Com essas palavras, Charlie correu para a cozinha, onde abriu o pesado alçapão que dava acesso ao lugar. O pó havia se acumulado nos últimos anos; ninguém entrava naquele local desde o falecimento da mãe dele.
Mike foi logo atrás, para auxiliar o amigo, porém foi na maior parte do tempo apenas um empecilho enquanto Charlie procurava pela tal caixa.
— Você vai me levar, né? — questionava ele.
— Cala a boca e ajuda, menos conversa, mais trabalho — ordenou Charlie ao empurrar um velho móvel de madeira que obstruía a passagem.
— Esse porão não parece um abrigo subterrâneo… — comentou Mike ao olhar o local.
— Existe uma segunda passagem para acessá-lo. Mas não sei a localização. — Charlie persistiu em encontrar um caminho entre a confusão para chegar ao relógio antigo localizado no canto da parede, enquanto Mike focava em uma prateleira repleta de garrafas.

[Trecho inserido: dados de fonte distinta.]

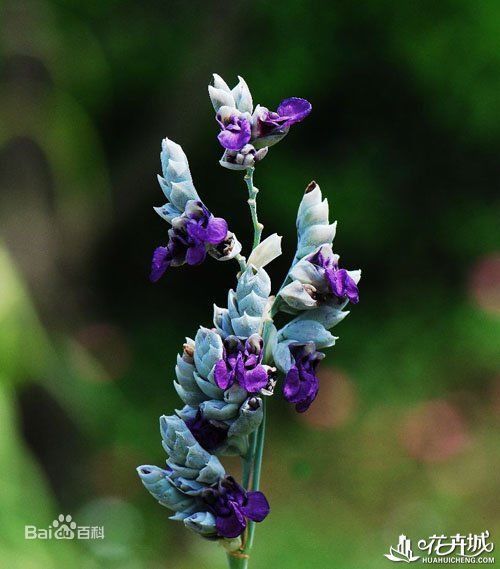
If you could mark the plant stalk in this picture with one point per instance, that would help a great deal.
(252, 463)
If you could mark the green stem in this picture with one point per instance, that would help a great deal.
(248, 462)
(237, 562)
(252, 202)
(257, 468)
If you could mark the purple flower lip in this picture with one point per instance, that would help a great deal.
(232, 505)
(235, 133)
(242, 363)
(301, 385)
(237, 130)
(269, 127)
(293, 110)
(190, 236)
(340, 283)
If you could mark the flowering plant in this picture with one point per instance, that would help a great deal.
(225, 374)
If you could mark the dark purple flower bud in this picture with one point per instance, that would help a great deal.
(192, 234)
(232, 505)
(339, 281)
(210, 434)
(269, 127)
(301, 384)
(235, 133)
(293, 110)
(242, 363)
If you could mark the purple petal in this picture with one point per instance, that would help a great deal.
(292, 384)
(336, 281)
(294, 110)
(232, 525)
(352, 290)
(221, 375)
(196, 254)
(257, 506)
(303, 406)
(255, 379)
(216, 230)
(160, 263)
(236, 134)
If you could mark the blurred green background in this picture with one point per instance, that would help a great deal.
(404, 140)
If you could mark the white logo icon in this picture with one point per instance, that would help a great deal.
(64, 527)
(402, 552)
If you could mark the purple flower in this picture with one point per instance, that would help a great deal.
(242, 362)
(339, 281)
(276, 124)
(210, 434)
(235, 133)
(301, 384)
(191, 234)
(232, 505)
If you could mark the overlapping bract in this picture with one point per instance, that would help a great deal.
(247, 133)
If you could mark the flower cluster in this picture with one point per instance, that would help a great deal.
(246, 133)
(225, 373)
(195, 231)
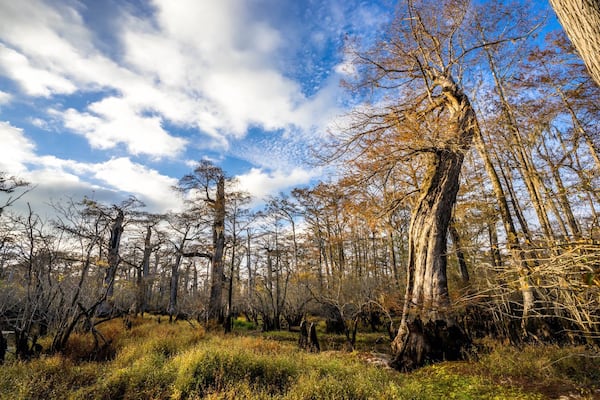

— Tem vinho da década de trinta aqui… — Mike pegou um pote com um líquido amarelo com algo escondido no fundo. — Isso é picles em conserva?
— É um rim, guarda isso — respondeu Charlie ao chegar no velho relógio de madeira.
Mike, com uma expressão de nojo, colocou o rim de volta no lugar. Charlie observou o relógio e começou a andar de um lado para o outro, onde estaria a caixa do seu pai? Percebeu um som diferente no chão ao caminhar.
— Escuta isso? — indagou para Mike ao dar um pulo. O assoalho de madeira rangeu um pouco.
— Você deu um pulo, como eu não escutaria? — reagiu Mike como se tal coisa fosse uma obviedade.
— Ótimo, e esse? — Charlie pulou em outro local, na frente do relógio.
— Foi diferente. — concluiu ao escutar o som da madeira ranger em estalos.
— Perfeito. — Charlie pegou uma marreta caída entre a bagunça e golpeou o chão no local em que havia pulado.
— Violento — disse Mike quando viu o grande buraco feito por Charlie.
Os dois removeram os detritos e revelaram um piso falso, de onde retiraram duas caixas cinza de aço. O conteúdo das duas era o mesmo, uma mochila com suprimentos básicos, como comida em lata, kits de primeiros socorros e mudas de roupas.
— Acha que está pronto para conhecer o seu pai? — perguntou Mike ao colocar a mão no ombro do colega.